GetDaily||Weather||1.0

The following describes how the Endpoint value is used to set the adapter properties for each protocol:

  • HTTP and REST—The Endpoint sets the HTTPServer, HTTPPort, and URL properties. For example if the Endpoint is:

    http://newsrvcs.example.com:57781/csp/samples/docserver/namespaces

    Then the business operation properties are set as follows:

    HTTPServer: newsrvcs.example.com

    HTTPPort: 57781

    URL: /csp/samples/docserver/namespaces

    If the business operation is a pass-through business operation, then the special characters * (asterisk), ^ (caret), and | (vertical bar) describe how to build the endpoint from the incoming URL. See Configuring Pass-through Business Operations for details.

  • FTP—The Endpoint sets the FTPServer, FTPPort, FilePath, and SSLConfig properties. For example, if the Endpoint is:

    ftp://newftp.example.com/filestore/docs/

    Then the business operation properties are set as follows:

    FTPServer: newftp.example.com

    FTPPort: 21

    FilePath: /filestore/docs/

    If the protocol is sftp://, then SSLConfig is set to "!SFTP" and the FTPPort is set to 22.

  • SQL—The Endpoint is used to set the DSN property.

  • SOAP—The Endpoint is used to set the WebServiceURL property. The EnsLib.SOAP.GenericOperationOpens in a new tab and EnsLib.SOAP.GenericOperationInProcOpens in a new tab pass-through operations are considered HTTP operations, not SOAP operations for this purpose.

  • File—The Endpoint is used to set the FilePath property.

  • TCP—The Endpoint is used to set the IPAddress and Port properties.
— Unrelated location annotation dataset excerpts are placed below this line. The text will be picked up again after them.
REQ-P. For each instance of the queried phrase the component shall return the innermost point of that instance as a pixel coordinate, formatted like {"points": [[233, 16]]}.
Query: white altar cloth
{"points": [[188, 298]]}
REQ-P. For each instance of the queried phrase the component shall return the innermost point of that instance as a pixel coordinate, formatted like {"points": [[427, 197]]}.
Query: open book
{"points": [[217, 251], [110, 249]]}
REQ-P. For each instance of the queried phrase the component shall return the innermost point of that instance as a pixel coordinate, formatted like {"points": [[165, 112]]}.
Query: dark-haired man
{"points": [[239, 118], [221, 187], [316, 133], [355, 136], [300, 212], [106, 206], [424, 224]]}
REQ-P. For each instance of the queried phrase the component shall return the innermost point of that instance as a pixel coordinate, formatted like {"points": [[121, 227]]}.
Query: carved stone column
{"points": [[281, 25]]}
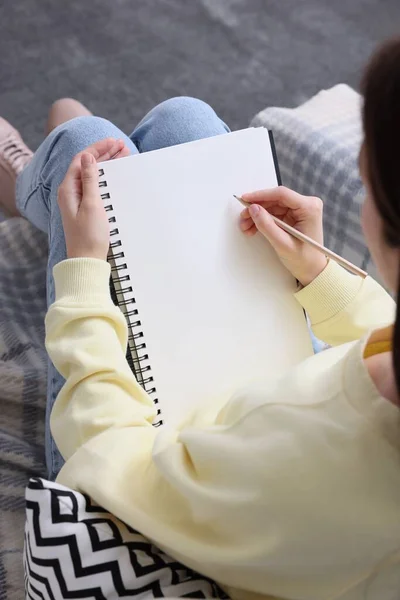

For example, if the Endpoint is:

    102.23.10.1:4500

    Then the business operation properties are set as follows:

    IPAddress: 102.23.10.1

    Port: 4500

  • HL7 and X12—The beginning of the Endpoint string specifies the underlying protocol: File, TCP, FTP, or HTTP. For File and TCP, the file: and tcp: are removed from the string Endpoint before parsing it.

The business operation settings from the External Service Registry entry override any settings from System Default Settings, production definition, and business host class definition.